Rozmowa z Kamilem Witkowskim, dyrektor Marszu III Rekreacyjny Nordic Walking „Puszcza Wkrzańska”, jaki odbędzie się 2 kwietnia w Szczecinie:
– Popularność nordic walkingu nie słabnie. W Szczecinie i województwie widać wielu amatorów marszów z kijkami. Na czym polega jego fenomen?
– Nordic walking to sport, który jest stosunkowo dostępny i nie wymaga żadnych bardzo specyficznych przygotowań. Moda na szeroko pojęty ruch powoduje, że ludzie poszukują formy aktywności, która spełnia ich oczekiwania. Nie każdy lubi biegać czy jeździć na rowerze. Perspektywa spędzenia czasu na łonie natury w grupie znajomych, maszerując z umiarkowaną intensywnością, wydaje się bardzo kusząca.

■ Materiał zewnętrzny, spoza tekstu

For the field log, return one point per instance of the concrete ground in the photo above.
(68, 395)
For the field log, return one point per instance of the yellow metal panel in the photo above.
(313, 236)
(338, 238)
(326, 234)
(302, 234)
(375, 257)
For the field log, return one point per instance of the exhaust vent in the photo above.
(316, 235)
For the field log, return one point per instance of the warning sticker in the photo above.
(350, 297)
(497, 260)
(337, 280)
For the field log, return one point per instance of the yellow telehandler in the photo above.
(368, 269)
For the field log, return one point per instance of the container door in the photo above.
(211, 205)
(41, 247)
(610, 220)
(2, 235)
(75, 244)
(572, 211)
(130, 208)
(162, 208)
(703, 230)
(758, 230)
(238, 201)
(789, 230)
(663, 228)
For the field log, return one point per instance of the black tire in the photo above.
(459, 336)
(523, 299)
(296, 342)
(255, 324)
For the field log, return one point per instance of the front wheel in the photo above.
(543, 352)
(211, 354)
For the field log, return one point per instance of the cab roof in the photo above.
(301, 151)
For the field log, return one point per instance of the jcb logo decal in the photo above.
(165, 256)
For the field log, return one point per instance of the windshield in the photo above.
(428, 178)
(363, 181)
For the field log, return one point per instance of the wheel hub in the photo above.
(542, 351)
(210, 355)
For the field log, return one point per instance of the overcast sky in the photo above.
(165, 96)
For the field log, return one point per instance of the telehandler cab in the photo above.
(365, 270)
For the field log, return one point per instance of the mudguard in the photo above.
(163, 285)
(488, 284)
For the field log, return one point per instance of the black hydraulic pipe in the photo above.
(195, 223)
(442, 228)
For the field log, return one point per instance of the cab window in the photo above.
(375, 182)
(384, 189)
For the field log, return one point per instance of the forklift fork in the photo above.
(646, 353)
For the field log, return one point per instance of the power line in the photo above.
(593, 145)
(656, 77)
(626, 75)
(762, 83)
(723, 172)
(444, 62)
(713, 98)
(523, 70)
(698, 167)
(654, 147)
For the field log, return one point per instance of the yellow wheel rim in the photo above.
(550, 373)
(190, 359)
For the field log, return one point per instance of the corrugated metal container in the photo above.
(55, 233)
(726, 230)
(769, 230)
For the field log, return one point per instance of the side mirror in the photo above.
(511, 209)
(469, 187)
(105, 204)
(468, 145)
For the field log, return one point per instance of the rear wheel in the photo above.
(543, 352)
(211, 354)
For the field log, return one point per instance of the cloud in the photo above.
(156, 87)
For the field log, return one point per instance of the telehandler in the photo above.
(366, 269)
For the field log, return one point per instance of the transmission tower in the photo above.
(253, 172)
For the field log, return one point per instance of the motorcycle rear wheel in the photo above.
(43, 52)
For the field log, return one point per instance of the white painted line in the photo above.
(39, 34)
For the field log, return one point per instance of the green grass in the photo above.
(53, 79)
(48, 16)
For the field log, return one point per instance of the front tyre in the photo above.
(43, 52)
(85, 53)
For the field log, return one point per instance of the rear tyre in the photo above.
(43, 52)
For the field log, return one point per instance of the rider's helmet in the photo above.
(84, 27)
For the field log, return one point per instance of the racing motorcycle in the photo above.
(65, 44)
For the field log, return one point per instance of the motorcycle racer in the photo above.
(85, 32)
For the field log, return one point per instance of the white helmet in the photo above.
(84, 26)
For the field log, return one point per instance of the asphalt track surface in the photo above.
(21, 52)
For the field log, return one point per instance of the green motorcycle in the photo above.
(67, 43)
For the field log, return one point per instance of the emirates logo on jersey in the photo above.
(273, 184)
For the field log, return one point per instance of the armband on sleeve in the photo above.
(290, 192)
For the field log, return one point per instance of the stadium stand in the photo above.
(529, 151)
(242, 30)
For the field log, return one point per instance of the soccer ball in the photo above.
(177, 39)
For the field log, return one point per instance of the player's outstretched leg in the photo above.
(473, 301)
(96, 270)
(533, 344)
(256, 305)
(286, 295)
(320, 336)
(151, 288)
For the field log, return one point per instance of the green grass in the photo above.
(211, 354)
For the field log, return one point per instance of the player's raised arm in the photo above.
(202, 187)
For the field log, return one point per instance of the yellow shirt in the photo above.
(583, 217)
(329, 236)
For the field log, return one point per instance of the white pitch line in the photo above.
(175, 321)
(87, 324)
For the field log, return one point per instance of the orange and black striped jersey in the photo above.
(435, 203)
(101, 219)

Zdecydowanie zwiększyła się też świadomość społeczeństwa co do prozdrowotnych aspektów nordic walking. Zdecydowaną zaletą maszerowania z kijkami jest fakt, iż jest to sport dla osób w każdym wieku.
– Co roku od trzech lat prawdziwy tłum amatorów tego sportu bierze udział w cyklicznej imprezie Rekreacyjny Nordic Walking „Puszcza Wkrzańska”. Jak się narodził ten pomysł?

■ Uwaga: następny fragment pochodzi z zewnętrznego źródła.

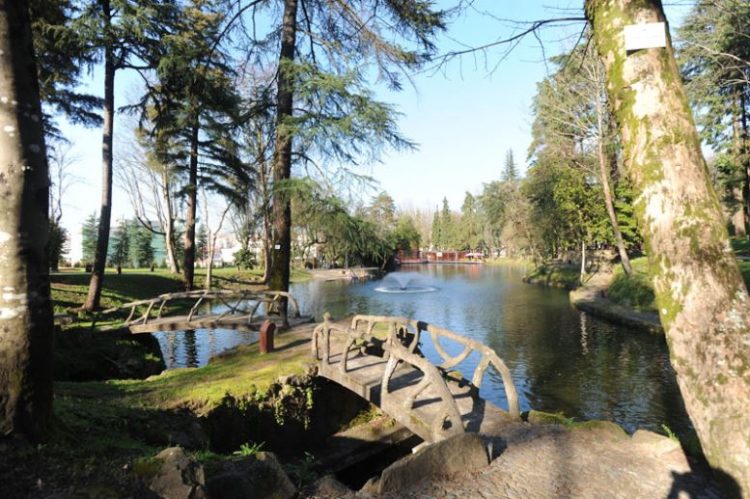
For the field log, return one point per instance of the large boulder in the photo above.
(178, 476)
(328, 487)
(461, 453)
(252, 477)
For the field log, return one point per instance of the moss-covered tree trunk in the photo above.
(703, 302)
(282, 161)
(25, 309)
(606, 188)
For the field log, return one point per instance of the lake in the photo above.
(561, 359)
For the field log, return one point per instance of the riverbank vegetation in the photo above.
(253, 114)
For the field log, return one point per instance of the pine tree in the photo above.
(195, 108)
(142, 248)
(25, 305)
(334, 114)
(510, 173)
(88, 239)
(201, 243)
(699, 289)
(437, 232)
(120, 247)
(121, 31)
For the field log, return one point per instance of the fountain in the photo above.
(404, 282)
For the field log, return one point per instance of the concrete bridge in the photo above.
(379, 359)
(240, 310)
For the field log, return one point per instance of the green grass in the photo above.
(69, 288)
(242, 372)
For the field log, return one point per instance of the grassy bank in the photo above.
(514, 262)
(69, 288)
(558, 276)
(102, 430)
(633, 291)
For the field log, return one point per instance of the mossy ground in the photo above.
(635, 290)
(107, 432)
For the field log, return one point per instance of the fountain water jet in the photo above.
(405, 282)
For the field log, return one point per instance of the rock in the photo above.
(656, 444)
(252, 477)
(178, 476)
(327, 487)
(461, 453)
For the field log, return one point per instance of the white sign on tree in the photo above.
(645, 36)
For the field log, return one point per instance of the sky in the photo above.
(464, 116)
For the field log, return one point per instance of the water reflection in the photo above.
(560, 359)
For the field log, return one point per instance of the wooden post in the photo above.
(266, 336)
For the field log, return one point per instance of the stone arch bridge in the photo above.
(379, 359)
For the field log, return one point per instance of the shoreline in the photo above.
(590, 300)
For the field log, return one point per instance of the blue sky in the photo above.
(464, 117)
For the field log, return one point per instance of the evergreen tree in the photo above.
(201, 243)
(88, 239)
(25, 305)
(120, 247)
(447, 227)
(142, 249)
(715, 60)
(58, 237)
(121, 32)
(196, 107)
(510, 173)
(437, 231)
(322, 101)
(469, 229)
(699, 289)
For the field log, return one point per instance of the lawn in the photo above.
(69, 288)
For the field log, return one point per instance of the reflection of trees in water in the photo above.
(191, 348)
(560, 359)
(589, 369)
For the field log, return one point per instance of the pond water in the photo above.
(562, 360)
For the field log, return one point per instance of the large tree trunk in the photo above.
(606, 188)
(739, 216)
(102, 240)
(745, 162)
(282, 161)
(188, 266)
(25, 309)
(169, 242)
(702, 299)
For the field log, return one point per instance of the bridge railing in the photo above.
(238, 304)
(431, 378)
(355, 340)
(408, 333)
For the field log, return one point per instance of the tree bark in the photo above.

– Pomysł narodził się w głowach kilku zapaleńców amatorów na początku 2015 roku. Chodziło o stworzenie ciekawej alternatywy dla licznych imprez biegowych w regionie. Wyjątkowa miała być również formuła samej imprezy – bez rywalizacji, ścigania się i wszelkich klasyfikacji. Dzięki temu mamy rekreacyjny marsz na łonie natury, w którym udział biorą całe rodziny. Patrząc na rosnącą z roku na rok frekwencję, pomysł sprawdził się w stu procentach.
– Co czeka uczestników imprezy w tym roku?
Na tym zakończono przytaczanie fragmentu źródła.